On 13/05/2012 20:37, Michael Biel wrote:
>>> The Gower commission understood all this and found that the 50 year
>>> recording copyright term was already TOO LONG! But Cliff Richard's
>>> bribery won out and they voted to lengthen it. I still think that the
>>> law ought to be Use-It-Or-Lose-It.
From: Ted Kendall <[log in to unmask]>
>> Trouble with use-it-or-lose-it is where you set the bar. As I said when
>> lobbying against extension, without complicated definitions of what
>> constitutes use, the copyright holder could make the material available
>> for three weeks in mp3 on a website only accessible from Lithuania and
>> still retain protection. The British film production quotas of the
>> 1930s merely led to the uniformly awful "quota quickies".

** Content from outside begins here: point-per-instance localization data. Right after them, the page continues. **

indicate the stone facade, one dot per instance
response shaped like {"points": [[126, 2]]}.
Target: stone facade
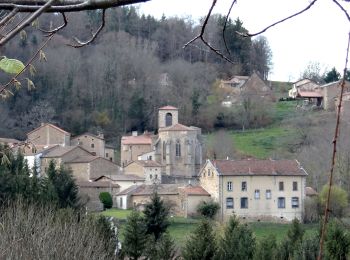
{"points": [[48, 134], [256, 189]]}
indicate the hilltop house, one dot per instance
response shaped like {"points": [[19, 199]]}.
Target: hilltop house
{"points": [[256, 189]]}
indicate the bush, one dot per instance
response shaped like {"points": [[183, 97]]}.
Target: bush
{"points": [[106, 200], [208, 209]]}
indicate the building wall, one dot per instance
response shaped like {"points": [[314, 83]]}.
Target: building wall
{"points": [[48, 135], [94, 145], [81, 171], [263, 208], [185, 165], [129, 153]]}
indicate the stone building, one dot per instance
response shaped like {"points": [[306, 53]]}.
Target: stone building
{"points": [[256, 189], [49, 134]]}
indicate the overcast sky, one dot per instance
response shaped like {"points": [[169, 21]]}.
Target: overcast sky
{"points": [[319, 35]]}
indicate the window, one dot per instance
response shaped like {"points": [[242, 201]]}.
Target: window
{"points": [[229, 203], [295, 185], [268, 194], [178, 149], [281, 202], [168, 119], [244, 186], [281, 185], [229, 186], [244, 203], [164, 151], [257, 194], [295, 202]]}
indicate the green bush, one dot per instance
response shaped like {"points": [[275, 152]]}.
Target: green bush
{"points": [[208, 209], [106, 200]]}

This CAN be addressed and one of the proposals of the U.S. Copyright
Office (USCO) in their Report To Congress is very clear on this matter.
The recording must REMAIN IN PRINT, and digital streaming is not a
preferred method of so doing. This is discussed in the most recent
ARSC Newsletter, oages 5 and 6, available at
http://arsc-audio.org/newsletter/nslr128.pdf
> 1. Labels could continue to retain ownership of recordings made between 1923 and 1972 until 2067, but only if they registered their claim with the USCO, and kept the recordings in print at a reasonable price. If a recording went out of print, they would lose their rights to it. (The USCO discouraged the use of digital streaming as a way of meeting this requirement.)
> 2. Labels could retain ownership of pre-1923 recordings by taking the same steps, but for only 25 years after enactment of the law (i.e., if the law was passed in 2012, until 2037).